I learned to listen to each student and empower them to play an active role in their lessons.Michaela Wellems
“Every kid in the room has a voice,” explained Conservatory graduate Michaela Wellems, speaking over the phone from Santa Barbara. “That’s an idea that I brought to Hummingbird from Colburn. The kids need to know that they have a part in what they are doing.”
This summer, Michaela spent two weeks in the beautiful Jemez Mountains in New Mexico—but she wasn’t just enjoying the outdoors. She was a music teacher at Hummingbird Music Camp, a traditional summer camp that also offers lessons in music, art, and chess. She not only taught private lessons, but also conducted the camp orchestra, performed for campers, and even participated in her first improv jazz performance.
Michaela was first drawn to the idea of teaching when she participated in the Colburn Teaching Fellows program in 2015, at the time led by visiting faculty Dr. Robert Duke. In the program, Conservatory students are paired with local music students for private lessons, either from Colburn’s Jumpstart Young Musicians Program or from the nearby Ramon C. Cortines School of Visual and Performing Arts. Apart from studying educational theory and teaching skills, Fellows also record their lessons and choose segments to analyze in class.
“The hard part of teaching is articulating what you know, especially since everyone processes information differently,” Michaela explained. “I used techniques that I learned from Bob to help my students catch onto things more quickly.”
However, Michaela had to be flexible this summer: while she taught one older private student through the Teaching Fellows program, the kids at camp encompassed a wide range of age and skill level. “It was my first time directing a small orchestra. The younger kids needed to be engaged a lot more, and I had to find new ways to make things fun every day.”
Part of that engagement was hearing what her campers had to say. “I learned to listen to each student and empower them to play an active role in their lessons,” Michaela said. “I took a community engagement class with Nate Zeisler my freshman year, and that was my first experience working with elementary school kids.”
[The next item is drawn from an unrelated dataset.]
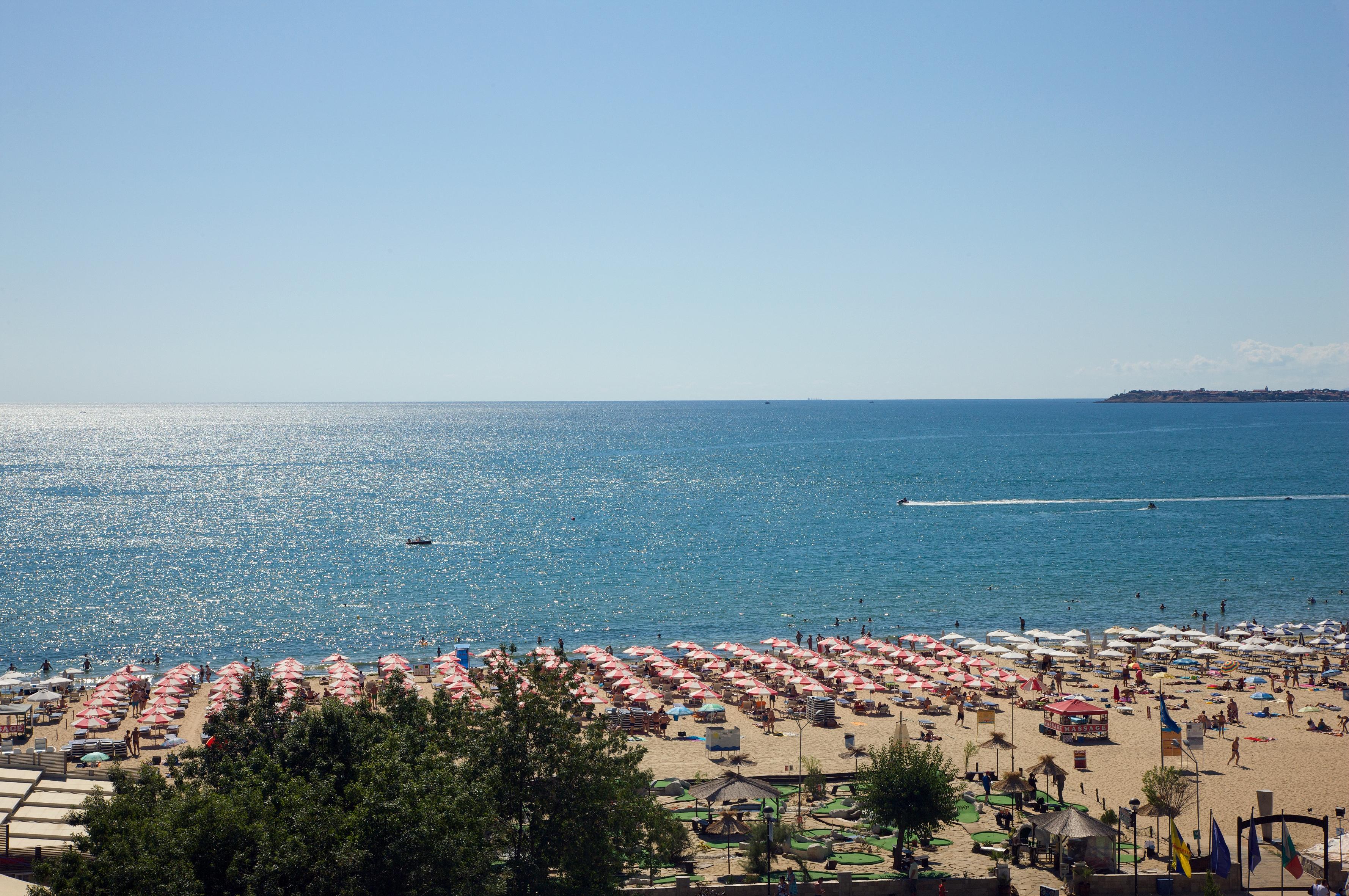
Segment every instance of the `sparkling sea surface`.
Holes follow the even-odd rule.
[[[1346,561],[1349,405],[0,406],[23,669],[1342,619]]]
One way she accomplished this was by creating a group building exercise called “Highs n’ Lows” for the students to reflect on what went well and what they thought could have been better as an ensemble. “When they discussed their thoughts, it seemed to remind them that they had a shared goal: to make beautiful music together and at the highest level they could achieve for that week.”
Later this year, Michaela will begin her graduate studies at Rice. “I’ve been passionate about teaching ever since the Teaching Fellows program. I definitely want to keep teaching at Hummingbird, but one day I also want to have my own private studio, and Rice is the perfect place to start developing that.”